Canso AI

A company that needs to move currency in some form is likely to be affected by fraud. Financial Services, Gaming, E-commerce, Advertising — all of these sectors are facilitating transactions in one form or another and they are taking a hit on margins due to fraud. Understandably, this space is so vast that Fraud Detection has been one of the most widely spoken areas in ML research.

The first time I built a Fraud Detection and Prevention System, it took me 1.5 yrs to see it running in production and creating value. Yes, 1.5 yrs is way too long to invest on an ML use case. After the first release, we would spend a few months upgrading it to address new fraud patterns.

‍

Although the value we created through those systems is in millions USD per year, many companies would fear picking up initiatives with that high time to value.
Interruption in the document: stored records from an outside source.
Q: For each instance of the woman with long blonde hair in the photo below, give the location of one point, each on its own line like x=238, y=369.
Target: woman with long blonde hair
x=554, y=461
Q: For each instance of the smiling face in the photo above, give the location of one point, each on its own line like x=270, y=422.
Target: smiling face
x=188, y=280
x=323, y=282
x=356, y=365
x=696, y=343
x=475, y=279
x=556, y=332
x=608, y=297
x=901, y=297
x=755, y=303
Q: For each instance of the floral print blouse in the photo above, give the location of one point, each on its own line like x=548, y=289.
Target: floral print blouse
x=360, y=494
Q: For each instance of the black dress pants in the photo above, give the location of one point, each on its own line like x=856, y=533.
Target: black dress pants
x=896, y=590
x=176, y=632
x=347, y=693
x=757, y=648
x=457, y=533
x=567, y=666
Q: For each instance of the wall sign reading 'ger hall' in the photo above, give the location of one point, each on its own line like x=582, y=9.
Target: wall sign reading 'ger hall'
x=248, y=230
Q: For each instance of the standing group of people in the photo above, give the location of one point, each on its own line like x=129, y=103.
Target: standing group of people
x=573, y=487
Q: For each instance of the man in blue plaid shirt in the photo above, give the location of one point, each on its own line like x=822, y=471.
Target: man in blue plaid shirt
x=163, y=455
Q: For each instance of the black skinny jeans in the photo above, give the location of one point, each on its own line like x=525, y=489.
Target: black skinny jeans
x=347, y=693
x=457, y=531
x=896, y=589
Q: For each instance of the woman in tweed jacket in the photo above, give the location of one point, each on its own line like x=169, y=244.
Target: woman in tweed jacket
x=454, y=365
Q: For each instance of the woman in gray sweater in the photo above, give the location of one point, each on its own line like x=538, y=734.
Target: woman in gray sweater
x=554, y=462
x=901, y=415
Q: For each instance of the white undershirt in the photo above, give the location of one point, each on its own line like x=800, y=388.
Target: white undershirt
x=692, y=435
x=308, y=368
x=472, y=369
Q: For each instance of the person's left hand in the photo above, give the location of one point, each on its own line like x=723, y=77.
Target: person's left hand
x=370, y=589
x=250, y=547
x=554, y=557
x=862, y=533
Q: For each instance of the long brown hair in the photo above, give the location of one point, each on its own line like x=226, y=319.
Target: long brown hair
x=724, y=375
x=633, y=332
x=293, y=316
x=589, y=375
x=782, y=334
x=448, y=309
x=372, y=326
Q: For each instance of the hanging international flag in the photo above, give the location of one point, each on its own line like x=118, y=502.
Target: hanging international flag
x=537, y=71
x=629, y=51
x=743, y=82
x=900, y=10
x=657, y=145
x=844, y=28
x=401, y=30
In this blog, I’m going to speak about various challenges I experienced in my journey from developing robust real-time solutions and scaling them in production. More specifically, I’ll deep dive into what it took to convince the business leaders of the value it can unlock. If you are leading Fraud Control initiatives, my recommendation is to consider addressing these in the beginning itself to avoid surprises later in your journey.

Fig 2 — Focus areas to achieve faster time to value

Aligning Initiatives with Company’s North Star

Imagine you’ve identified that 10% of your company’s transactions are fraudulent, but only 4% of those transactions actually result in financial losses. Would you still prioritize solving for the additional 6%? While it may seem like a straightforward decision to eliminate all fraud, often, solving for fraud can inadvertently conflict with your company’s core growth objectives.

‍

Fig 3 — Fraud may not always result in losses. How to tackle such cases!

‍

As a leader in fraud risk management, you want to see your work create tangible value. That’s your primary motivator. But growth leaders and founders are often more focused on driving topline revenue growth. This creates a natural tension across the organization: fraud teams want to minimize risk, while growth teams want to maximize opportunity. And this is applicable for all sectors.

In Banking, companies are not liable for fraud that’s perpetrated due to customer negligence, such as social engineering.
In AdTech, Networks don’t lose money if advertising partners are not asking for clawbacks.
In Gaming, companies are not always losing money if a bot is playing games.

At times, it may even be the case that companies make more revenue due to fraud.

In these cases, fraud may not appear to be an urgent problem for the company itself. However, it’s critical to recognize that fraud always results in a cost to someone — whether it’s your company or your customers. And if you’re not solving for that additional 6%, it’s your customers who are bearing the brunt of those losses.

Forward-thinking leaders understand that tackling fraud today may come with short-term costs but will ultimately strengthen customer trust and drive long-term ROI. While some leaders focus solely on reducing direct financial losses, those with foresight prioritize building sustainable trust and protecting the broader ecosystem.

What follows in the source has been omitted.